FIG. 1 is a block configuration diagram of a small-sized information processing apparatus showing an embodiment of the present invention.

2A and 2B are diagrams showing an image of a stack in which an address of an application program is stored, and FIG. 2A shows a case where the application program uses only a lower routine such as a keyboard BIOS. In the case of (b), the application program uses a higher-level routine such as an event manager, and the event manager calls the key BIOS.

FIG. 3 is a flowchart of a return address detection process in which the system program detects a return address of the application program when the application program calls a subroutine of the system program in the embodiment of the present invention.

FIG. 4 is a flowchart showing a process associated with a key scan routine in the system program of the small-sized information processing apparatus of the above embodiment.

[Explanation of symbols]

 1 Central Processing Unit (CPU) 2 Peripheral Equipment 3 Power Control Circuit 4 RAM 5 ROM

 ─────────────────────────────────────────────────── ─── Continued front page (72) Inventor Hiroshi Masuno 5-7-1 Shiba, Minato-ku, Tokyo Inside NEC Corporation (72) Toshiharu Ikeda 1-4-4 Jomi, Chuo-ku, Osaka-shi, Osaka No. 24 within NEC Home Electronics Co., Ltd.

Claims (1)

[Claims] 1. A storage device stores the return address of the application program when the application program calls a key scan routine, and the storage device stores the return address of the application program when the application program subsequently calls a subroutine.
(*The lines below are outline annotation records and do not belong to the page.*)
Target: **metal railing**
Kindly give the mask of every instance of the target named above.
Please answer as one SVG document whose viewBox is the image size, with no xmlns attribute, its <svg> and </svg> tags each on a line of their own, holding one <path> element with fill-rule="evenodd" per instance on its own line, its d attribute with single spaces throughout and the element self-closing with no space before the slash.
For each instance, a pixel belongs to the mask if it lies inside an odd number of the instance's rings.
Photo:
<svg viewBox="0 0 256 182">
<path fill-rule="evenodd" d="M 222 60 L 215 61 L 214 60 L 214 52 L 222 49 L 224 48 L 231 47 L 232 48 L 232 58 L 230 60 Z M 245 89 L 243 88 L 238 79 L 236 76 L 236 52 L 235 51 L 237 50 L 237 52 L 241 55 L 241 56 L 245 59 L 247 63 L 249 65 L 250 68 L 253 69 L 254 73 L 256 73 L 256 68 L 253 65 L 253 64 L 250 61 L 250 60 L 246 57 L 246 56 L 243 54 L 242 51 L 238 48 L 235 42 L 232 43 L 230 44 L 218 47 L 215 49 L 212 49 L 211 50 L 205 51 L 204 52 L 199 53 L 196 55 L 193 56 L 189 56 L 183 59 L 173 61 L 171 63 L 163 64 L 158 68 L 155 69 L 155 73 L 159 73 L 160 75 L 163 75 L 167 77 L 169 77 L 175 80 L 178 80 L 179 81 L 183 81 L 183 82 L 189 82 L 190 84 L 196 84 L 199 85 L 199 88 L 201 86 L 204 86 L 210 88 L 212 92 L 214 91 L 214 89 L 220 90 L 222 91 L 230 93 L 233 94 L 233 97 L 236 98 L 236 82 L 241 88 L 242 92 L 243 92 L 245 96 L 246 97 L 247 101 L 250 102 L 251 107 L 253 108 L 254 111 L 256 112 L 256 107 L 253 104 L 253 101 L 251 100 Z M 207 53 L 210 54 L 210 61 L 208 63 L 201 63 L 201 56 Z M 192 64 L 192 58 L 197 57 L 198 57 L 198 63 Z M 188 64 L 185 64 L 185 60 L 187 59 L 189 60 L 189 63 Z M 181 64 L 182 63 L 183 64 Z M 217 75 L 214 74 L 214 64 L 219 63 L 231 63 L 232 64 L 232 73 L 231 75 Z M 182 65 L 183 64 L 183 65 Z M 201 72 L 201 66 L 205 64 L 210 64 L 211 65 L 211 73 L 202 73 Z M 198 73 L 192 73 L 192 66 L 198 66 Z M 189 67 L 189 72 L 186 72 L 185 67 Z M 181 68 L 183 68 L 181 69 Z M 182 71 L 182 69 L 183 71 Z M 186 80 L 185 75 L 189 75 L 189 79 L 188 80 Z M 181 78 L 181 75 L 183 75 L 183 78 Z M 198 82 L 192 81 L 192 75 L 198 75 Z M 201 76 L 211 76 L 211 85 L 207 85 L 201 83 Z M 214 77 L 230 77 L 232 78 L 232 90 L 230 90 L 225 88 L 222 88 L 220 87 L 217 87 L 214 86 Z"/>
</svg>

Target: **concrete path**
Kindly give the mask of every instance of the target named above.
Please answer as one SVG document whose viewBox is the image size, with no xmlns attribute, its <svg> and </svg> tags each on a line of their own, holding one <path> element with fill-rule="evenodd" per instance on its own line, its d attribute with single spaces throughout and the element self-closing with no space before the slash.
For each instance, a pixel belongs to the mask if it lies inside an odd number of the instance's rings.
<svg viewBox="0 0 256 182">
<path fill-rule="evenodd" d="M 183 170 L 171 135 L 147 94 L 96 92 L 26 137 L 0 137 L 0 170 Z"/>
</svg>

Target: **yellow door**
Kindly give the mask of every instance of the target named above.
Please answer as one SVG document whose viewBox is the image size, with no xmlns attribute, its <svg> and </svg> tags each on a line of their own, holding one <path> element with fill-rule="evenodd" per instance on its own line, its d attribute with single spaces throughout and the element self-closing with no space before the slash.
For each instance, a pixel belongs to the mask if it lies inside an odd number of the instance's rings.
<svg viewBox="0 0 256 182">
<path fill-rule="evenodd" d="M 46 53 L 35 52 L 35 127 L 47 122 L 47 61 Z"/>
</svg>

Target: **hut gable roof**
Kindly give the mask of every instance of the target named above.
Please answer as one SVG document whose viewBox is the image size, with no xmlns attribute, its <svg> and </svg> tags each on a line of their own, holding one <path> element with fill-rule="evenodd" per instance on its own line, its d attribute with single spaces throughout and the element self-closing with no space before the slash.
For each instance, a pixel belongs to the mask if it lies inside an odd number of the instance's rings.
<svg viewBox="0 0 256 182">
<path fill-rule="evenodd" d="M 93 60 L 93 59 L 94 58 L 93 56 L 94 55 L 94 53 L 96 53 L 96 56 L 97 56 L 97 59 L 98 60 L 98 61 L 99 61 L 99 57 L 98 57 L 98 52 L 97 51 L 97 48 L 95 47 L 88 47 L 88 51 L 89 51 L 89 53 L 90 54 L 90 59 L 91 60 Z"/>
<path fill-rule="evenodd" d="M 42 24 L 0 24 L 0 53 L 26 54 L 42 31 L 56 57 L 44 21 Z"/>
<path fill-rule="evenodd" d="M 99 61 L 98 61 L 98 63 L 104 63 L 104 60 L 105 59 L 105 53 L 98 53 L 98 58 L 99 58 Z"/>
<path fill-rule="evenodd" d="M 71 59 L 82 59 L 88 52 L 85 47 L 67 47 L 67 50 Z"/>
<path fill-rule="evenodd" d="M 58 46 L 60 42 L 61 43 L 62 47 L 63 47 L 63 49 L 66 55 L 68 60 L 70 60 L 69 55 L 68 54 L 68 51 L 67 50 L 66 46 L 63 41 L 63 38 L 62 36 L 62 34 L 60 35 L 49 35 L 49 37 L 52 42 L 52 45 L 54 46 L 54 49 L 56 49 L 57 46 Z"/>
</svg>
Continuous key scan determination means for determining whether or not the application program continuously calls the key scan routine by comparing the data of the above, and the continuous key scan based on the determination result of the continuous key scan determination means. The number of scan routine calls is counted, and when the counted number exceeds a set value, a power save instruction means for outputting a power save signal, and the power save signal is used to shift to a power save mode, and an external The information processing apparatus characterized by comprising a power control circuit to cancel the power-saving mode by an interrupt signal from Douea.